Let's create a Pulumi program that sets up a Deployment and an HPA to scale based on CPU usage.

```python
import pulumi
import pulumi_kubernetes as k8s

# Creating a Kubernetes namespace for the training job.
training_ns = k8s.core.v1.Namespace("training-namespace",
    metadata={"name": "training-jobs"})

# Define a Deployment for the training job. You would define the container image, resources, etc.
training_deployment = k8s.apps.v1.Deployment("training-deployment",
    metadata={
        "namespace": training_ns.metadata["name"],
    },
    spec={
        "selector": {
            "matchLabels": {"app": "training-job"}
        },
        "replicas": 1, # Start with 1 replica, the HPA will adjust this number based on CPU load.
        "template": {
            "metadata": {
                "labels": {"app": "training-job"}
            },
            "spec": {
                "containers": [{
                    "name": "training-container",
                    "image": "your-training-job-image:latest",  # Replace with your actual container image
                    "resources": {  # Define the resources required for a single instance of the training job.
                        "requests": {
                            "cpu": "500m",
                            "memory": "1Gi"
                        },
                        "limits": {
                            "cpu": "1",
                            "memory": "2Gi"
                        },
                    },
                }],
            },
        },
    })

# Create an HPA to scale the training job based on CPU usage.
training_hpa = k8s.autoscaling.v1.HorizontalPodAutoscaler("training-hpa",
    metadata={
        "namespace": training_ns.metadata["name"],
    },
    spec={
        "scaleTargetRef": {
            "apiVersion": "apps/v1",
            "kind": "Deployment",
            "name": training_deployment.metadata["name"],
        },
        "minReplicas": 1,
        "maxReplicas": 10,  # Maximum number of pods that can be spawned.
        "targetCPUUtilizationPercentage": 50,  # Target CPU utilization percentage to scale up/down.
    })

# Export the namespace and deployment names
pulumi.export("namespace", training_ns.metadata["name"])
pulumi.export("deployment_name", training_deployment.metadata["name"])

```

This Pulumi program performs the following steps:

1. Creates a new Kubernetes namespace named "training-jobs" for organizational purposes.
2. Defines a deployment with a single pod initially, which runs your training job image.
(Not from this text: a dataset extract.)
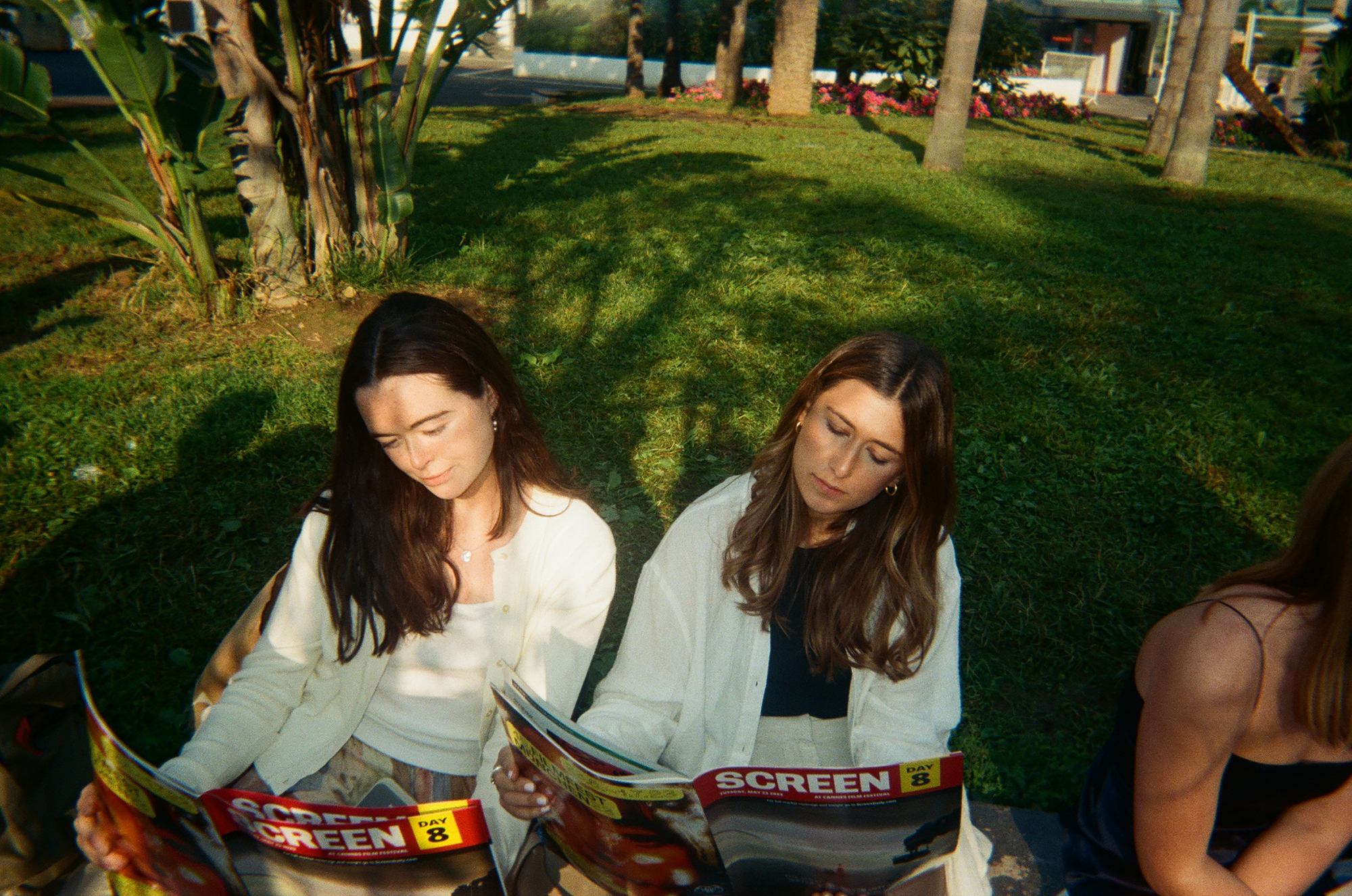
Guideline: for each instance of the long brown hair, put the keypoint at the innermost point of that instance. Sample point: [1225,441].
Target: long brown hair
[1316,570]
[882,568]
[385,555]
Replace `your-training-job-image:latest` with your actual training job container image. The resource request defines how much CPU and memory each instance of the training job should be guaranteed.
3. Sets up the Horizontal Pod Autoscaler to monitor the CPU utilization of the pods running the training job. The HPA will scale the number of pods between 1 and 10 to maintain an average CPU utilization of 50%.

This is a basic example to get you started. In more complex scenarios, you might want to scale based on custom metrics, such as the number of jobs in a queue. This can be done using custom metrics APIs, but that would require setting up additional components such as Prometheus and the Kubernetes metrics server.

Remember to deploy this Pulumi program using the `pulumi up` command after setting your Kubernetes context to the desired cluster where you want to run the training jobs.